Lightroom performance – part 2

So I’ve been complaining for some time about the speed of Adobe’s Lightroom photo processing software.

I finally got around to doing some comparisons of import times, using files from different cameras.  My initial thought was that the auto-correction used by micro 4/3 lenses was slowing things down on my recently acquired E-M5, along with larger files.  To test that theory, I took 100 RAW files from a number of different cameras and lenses, and measured how long it took to import them and generate 1:1 previews.

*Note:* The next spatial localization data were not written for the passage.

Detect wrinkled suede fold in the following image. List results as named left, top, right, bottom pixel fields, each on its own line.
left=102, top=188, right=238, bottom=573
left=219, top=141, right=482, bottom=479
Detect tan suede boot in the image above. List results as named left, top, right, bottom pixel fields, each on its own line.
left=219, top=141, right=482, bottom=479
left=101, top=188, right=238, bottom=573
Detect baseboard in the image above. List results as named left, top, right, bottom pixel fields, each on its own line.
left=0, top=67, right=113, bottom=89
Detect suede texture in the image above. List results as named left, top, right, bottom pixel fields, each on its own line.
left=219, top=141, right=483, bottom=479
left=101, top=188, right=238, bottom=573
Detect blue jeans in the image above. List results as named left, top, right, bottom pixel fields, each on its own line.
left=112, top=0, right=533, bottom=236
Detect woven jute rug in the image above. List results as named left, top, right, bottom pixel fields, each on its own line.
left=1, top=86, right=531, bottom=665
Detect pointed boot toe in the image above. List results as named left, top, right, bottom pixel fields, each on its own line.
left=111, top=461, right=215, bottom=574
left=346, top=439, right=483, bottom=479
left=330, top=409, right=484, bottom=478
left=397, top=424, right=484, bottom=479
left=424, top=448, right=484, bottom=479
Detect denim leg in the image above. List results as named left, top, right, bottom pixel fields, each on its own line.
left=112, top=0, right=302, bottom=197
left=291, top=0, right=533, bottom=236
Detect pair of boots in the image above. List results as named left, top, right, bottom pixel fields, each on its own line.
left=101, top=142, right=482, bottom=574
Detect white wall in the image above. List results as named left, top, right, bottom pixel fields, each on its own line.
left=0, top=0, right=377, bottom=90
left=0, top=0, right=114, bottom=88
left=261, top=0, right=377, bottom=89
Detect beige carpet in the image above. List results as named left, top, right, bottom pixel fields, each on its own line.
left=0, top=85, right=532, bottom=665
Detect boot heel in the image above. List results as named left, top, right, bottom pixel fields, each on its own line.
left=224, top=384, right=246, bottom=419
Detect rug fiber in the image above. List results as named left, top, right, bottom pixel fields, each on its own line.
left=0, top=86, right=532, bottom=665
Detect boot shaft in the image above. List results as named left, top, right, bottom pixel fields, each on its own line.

Camera Size Format Lens Correction Running time (s)
Nikon D70 6.1 MP NEF No 172
Nikon D700 12.1 MP NEF No 318
Olympus E-410 10.1 MP ORF No 392
Olympus E-620 12.3 MP ORF No 446
Olympus E-PM1 12.3 MP ORF Yes 493
Olympus E-M5 16.2 MP ORF No 580
Olympus E-M5 16.2 MP ORF Yes 600

As is clear in the table, it turns out that lens correction actually doesn’t have a huge impact – enabling it (or using a lens that enables it automatically) causes less than a 5% performance hitch.  On the flip side, increasing the number of pixels seems to linearly increase runtime.

What is also obvious is that the Olympus ORF’s file format takes a good bit more time and energy to process than Nikon’s NEF files.  Processing 10MP ORFs takes roughly 25% more time than processing 12MP NEFs!  I suppose I’ll have to add that to my already lengthy list of ‘things Olympus could afford to borrow from competitors’.